Subscrito por várias confissões religiosas – signatárias da declaração conjunta "Cuidar até ao fim com compaixão", de 16 de maio de 2018 – sublinham em comunicado que o futuro das sociedades "não se encontra na oferta da morte, mas na aposta coletiva num modelo compassivo de sociedade", defendendo que "os cuidados paliativos são uma resposta que o Estado deveria obrigatoriamente oferecer, de modo suficiente em quantidade e qualidade, para fazer frente às necessidades existentes dos doentes, sem marginalizar os mais frágeis e os mais pobres".

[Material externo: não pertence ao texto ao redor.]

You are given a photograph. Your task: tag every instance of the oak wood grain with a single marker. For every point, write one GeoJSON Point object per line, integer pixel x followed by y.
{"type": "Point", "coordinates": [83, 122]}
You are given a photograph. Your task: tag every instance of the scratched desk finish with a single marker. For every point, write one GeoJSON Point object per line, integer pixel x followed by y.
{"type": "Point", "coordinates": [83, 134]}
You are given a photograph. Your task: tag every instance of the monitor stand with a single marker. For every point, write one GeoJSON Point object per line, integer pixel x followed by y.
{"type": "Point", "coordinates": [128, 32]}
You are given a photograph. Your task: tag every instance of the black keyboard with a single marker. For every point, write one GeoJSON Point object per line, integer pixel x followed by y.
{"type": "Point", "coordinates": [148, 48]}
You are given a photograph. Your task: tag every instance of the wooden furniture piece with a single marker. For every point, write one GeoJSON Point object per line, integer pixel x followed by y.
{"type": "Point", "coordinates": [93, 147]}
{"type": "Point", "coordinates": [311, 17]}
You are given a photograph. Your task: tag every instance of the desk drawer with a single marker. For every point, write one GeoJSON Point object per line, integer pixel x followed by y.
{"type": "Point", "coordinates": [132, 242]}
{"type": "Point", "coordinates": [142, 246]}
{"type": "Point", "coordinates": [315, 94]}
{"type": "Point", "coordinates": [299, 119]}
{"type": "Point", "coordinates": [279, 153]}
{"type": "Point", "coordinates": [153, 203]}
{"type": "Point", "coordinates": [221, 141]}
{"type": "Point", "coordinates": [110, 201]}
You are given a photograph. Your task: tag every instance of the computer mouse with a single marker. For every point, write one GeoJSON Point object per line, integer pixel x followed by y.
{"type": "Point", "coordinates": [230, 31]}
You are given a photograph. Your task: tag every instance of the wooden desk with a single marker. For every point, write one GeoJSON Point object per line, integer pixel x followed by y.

"Não compreendemos que o Estado ofereça a morte a quem mais sofre, quando o SNS [Serviço Nacional de Saúde] não responde atempada e adequadamente às necessidades dos doentes (…), quando a resposta das Unidades de Cuidados Continuados é insuficiente e quando não existe uma Rede de Cuidados Paliativos capaz de responder às solicitações"; afirmam os subscritores, que não escondem a “perplexidade” pelo facto de “a problemática da vida e da morte” deixar de ser uma questão ética e passar para o foro da política, “ficando sujeita às maiorias de circunstância e aos interesses de lóbis e ideologias”.
Afirmando não acreditar “que sejam suficientes as boas intenções dos legisladores ao limitarem a aplicação da lei a casos limite de sofrimento definidos por dicionário”, o Grupo de Trabalho Inter-Religioso lamenta que tenham sido “ignorados os exemplos da rampa deslizante vindos do Canadá, da Holanda, da Bélgica e de outros países”.
“Lamentamos que médicos, formados para curar e proteger a vida, tenham de negar o juramento de Hipócrates e passem também a matar, violentando as suas consciências e gerando desconfiança nos doentes”, afirmam, acrescentando que não deixarão de se “empenhar na proclamação dos valores da vida e na formação humana suportada pelos mesmos (…) porque não há vidas descartáveis”.
Neste contexto, os responsáveis pelas confissões religiosas subscritoras dizem querer “viver o desafio de uma maior proximidade aos doentes através do acompanhamento espiritual” e exortam a que “o SNS e os Hospitais privados abram as portas das suas Instituições para que os doentes sejam acompanhados espiritualmente sem entraves ou tabus de uma forma organizada e integrada, segura e transparente”.
“Continuaremos (…) a afirmar o princípio ‘não matarás’, porque acreditamos que a vida é um dom que recebemos de Deus, que tem um caráter sagrado e uma finalidade última e por isso temos o dever de a cuidar até ao seu fim natural”, adianta o comunicado subscrito pela Aliança Evangélica Portuguesa, Comunidade Hindu Portuguesa, Comunidade Islâmica de Lisboa, Comunidade Israelita de Lisboa, Igreja Católica, Igreja de Jesus Cristo dos Santos dos Últimos Dias (Mórmons), Patriarcado Ecuménico de Constantinopla, União Budista Portuguesa e União Portuguesa dos Adventistas do Sétimo Dia.